I'm going to be looking for a digital interface soon and want to get an idea of what workflows are working for people, and what hardware is getting them there. I'm really curious to hear about using outboard as inserts and auxes during mixing and how that's happening, as most of my outboard is well suited to that sort of application. (I already have a pretty serious console with good routing and master section, though I should probably rechip and recap it.)

Bear
wireline
Bear (Happy Birthday, by the way!!!)

I've been hitting all over the map lately. I have used (just in the past 60 days) a total ITB, internal summed out to a damn good Ramsa 16 channel board, complete 24 track mixed thru the Soundtracs console, and everything in between...

The better I get at ITB, the better the ITB mixes sound...but for tracking more than 3-4 instruments at once, nothing beats a console...I am seriously considering re-thinking the entire ordeal so the board is more of a tracking tool instead of a mixing tool...will wait to see what Samp 10 does at AES before committing one way or the other.
Bear's Gone Fission
(Thanks, WL!)

The board as a tracking device is kind of a reemerging idea right now. The new crop of pro-level analog mixers are getting the pro forums talking [API 1608 coffee.gif ] and getting people to think about the mixer as a tracking solution. However, most of the smaller studios down to moderately-equipped home guys seem to be into getting a variety of outboard pres together. Little stock is placed in board pres as anything but a stopgap. So my board as a tracking solution doesn't immediately come to me. My board pres are pretty dang good, but not the first thing in my mind. My thought was more about the pre straight-to-medium sort of thing.

(A simplifying preamp trend is probably good to avoid excess gear lust. You can make great tracks with one solid flavor of pre, and two is fantastic. The Noah's Ark studio (a pair of everything) takes time away from engineering with too damn many choices.)

I've been analog so long and I've got such a collection of cool and quirky devices I like to use that I just don't see myself being happy with a full ITB. Then again, I just discovered the archives of Tchad Blake guest-moderating at GS (I was studying damned hard this spring) and apparently he took to ITB. That's part of why I'm interested in adjustments to that world.

I think the roughest part of pure ITB for me would have to be properly adjusting to digital gain staging.

Bear
wireline
I have been for years and still am up in the air which way I want to go...I love the Soundtracs board and its pres...I also have, use, and endorse ADesigns...Also have and use OSA, API, and others, as well as 2 different flavors of Ramsa (which are IMO as good if not better than Yammie PM1000, most Soundcraft, dare I say anything below the Trident A Range?)
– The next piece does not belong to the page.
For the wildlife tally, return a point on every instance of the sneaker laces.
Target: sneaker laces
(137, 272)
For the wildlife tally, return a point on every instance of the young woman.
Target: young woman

This is where I get log-jammed...sometimes I think I (and we as an industry) tend to get so wrapped around the brand name axle that we forget the idea of making the most with what we got...option anxiety (well discussed for some time) is still the number one vibe killer at my studio...

Part of me says dump all this crap and do 100% ITB...then I compare, and this nagging voice says otherwise.
Bear's Gone Fission
As to a pure ITB approach, one of the recent Pro Audio Review articles on OTB mixing was talking about getting the right brain in on that last 5% of the mix, and I kind of get that. It pulls me away from something like the Folcrom as a final OTB solution because while it addresses a big technical reason to go OTB, I think I'd really want a bit of performance in the final pass--tweak levels, adjust an aux send, that sort of thing, and do it spontaneously. Hell, recall of a mainly mixed track lets you do a bunch of passes at the final mix and comp mix performances. And personally I like the notion that comparing mixes gets away from looking at relative levels and how fades have been drawn and instead the focus goes to just listening.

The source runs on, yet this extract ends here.